To further achieve her desire for a comfortable scale, Ford created little “eddies” of space to tuck into within her floor plan so areas and rooms feel cozy and uninterrupted. The doorway to her bedroom was moved to gain more privacy and wall space in the living room. Her bathroom has heated floors and a walk-in closet (far from the dryer) — both filled with natural light from added windows. Those rooms flow off the path of travel from the bedroom to her newly appointed jewelry studio workspace. Ford’s side-hustle as a jewelry designer and maker warranted a northern-facing niche from which she prepares for fairs such as Porter Flea and Tomato Art Fest.
She also gave herself the go-ahead to finish out her attic space. Two guest bedrooms and a full bath enable her entire family to stay at the house during holidays. Their pitched ceilings, dormer windows and skylights lend to the feeling of being in a tree house.
The final challenge for Ford was to restore a time-stamped soul that had been lost in one fell swoop. “My wardrobe had a soul, every piece had a story; my home had a soul, and that’s why people gathered here. It was hard to have everything erased and then have to rebuild it all at once. You don’t have that build up of time that tells that story.”

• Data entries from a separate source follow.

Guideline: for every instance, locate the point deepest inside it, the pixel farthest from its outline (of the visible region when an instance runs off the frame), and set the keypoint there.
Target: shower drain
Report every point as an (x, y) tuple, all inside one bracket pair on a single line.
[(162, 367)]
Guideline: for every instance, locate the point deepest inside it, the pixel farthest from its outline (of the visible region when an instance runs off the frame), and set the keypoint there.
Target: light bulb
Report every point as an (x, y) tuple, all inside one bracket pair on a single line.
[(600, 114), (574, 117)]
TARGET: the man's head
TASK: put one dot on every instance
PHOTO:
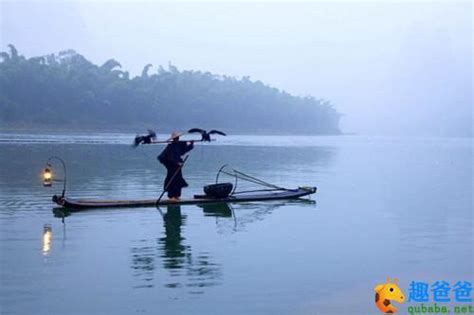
(175, 136)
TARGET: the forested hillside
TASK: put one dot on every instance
(66, 90)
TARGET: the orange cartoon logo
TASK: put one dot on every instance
(384, 293)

She chose to rebuild her history from others. Found objects and vintage finds were sourced around Nashville, including the beautiful gold-plated glasses that adorn her kitchen shelves, a group of Eero Saarinen executive chairs and a growing collection of dinosaur figurines. Two of the three interior fireplaces remained and were outfitted with gas fireboxes then framed with salvaged mantels Ford found on a trip to Kentucky, her home state, with her mother. The beat-up mantels were stripped to reveal beautiful oak and mahogany.

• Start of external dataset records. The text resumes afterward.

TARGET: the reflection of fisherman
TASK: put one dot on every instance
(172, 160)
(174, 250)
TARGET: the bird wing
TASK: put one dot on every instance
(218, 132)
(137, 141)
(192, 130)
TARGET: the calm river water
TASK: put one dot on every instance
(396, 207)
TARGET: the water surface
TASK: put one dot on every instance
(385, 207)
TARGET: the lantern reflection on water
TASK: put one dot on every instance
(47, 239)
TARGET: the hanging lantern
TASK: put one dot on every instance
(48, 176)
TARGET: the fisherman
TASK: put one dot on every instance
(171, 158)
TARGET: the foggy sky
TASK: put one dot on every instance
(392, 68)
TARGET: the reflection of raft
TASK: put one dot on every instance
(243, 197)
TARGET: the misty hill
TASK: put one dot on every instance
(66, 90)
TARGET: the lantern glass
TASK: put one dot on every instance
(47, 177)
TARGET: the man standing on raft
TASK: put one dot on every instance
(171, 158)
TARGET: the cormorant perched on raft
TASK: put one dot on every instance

To adorn her freshly painted walls, Ford sought out the curatorial eye of Susan Tinney of the Tinney Contemporary gallery in downtown Nashville. The first piece, which anchors her collection, is from the painter James Perrin. “There’s a rigor to it” that Ford appreciates as an architect and designer. The next acquisition was from the mixed media artist Charles Clary. She followed the artist’s work on social media and when the piece was posted she reached out immediately. “I felt so connected to the beauty of decay and its scars.” The paper and drywall assemblage resembles abstracted flames and reflects her torched experience. It is now embedded into her wall, serving as a daily reminder of her rebirth from the ashes.
Three years have passed, and in that time Tracey Ford has remade her world. The prom dresses are memories, but life is still evolving. And the steady constant of Ford’s home is still thoughtful and intentional with a little edge. Come on over.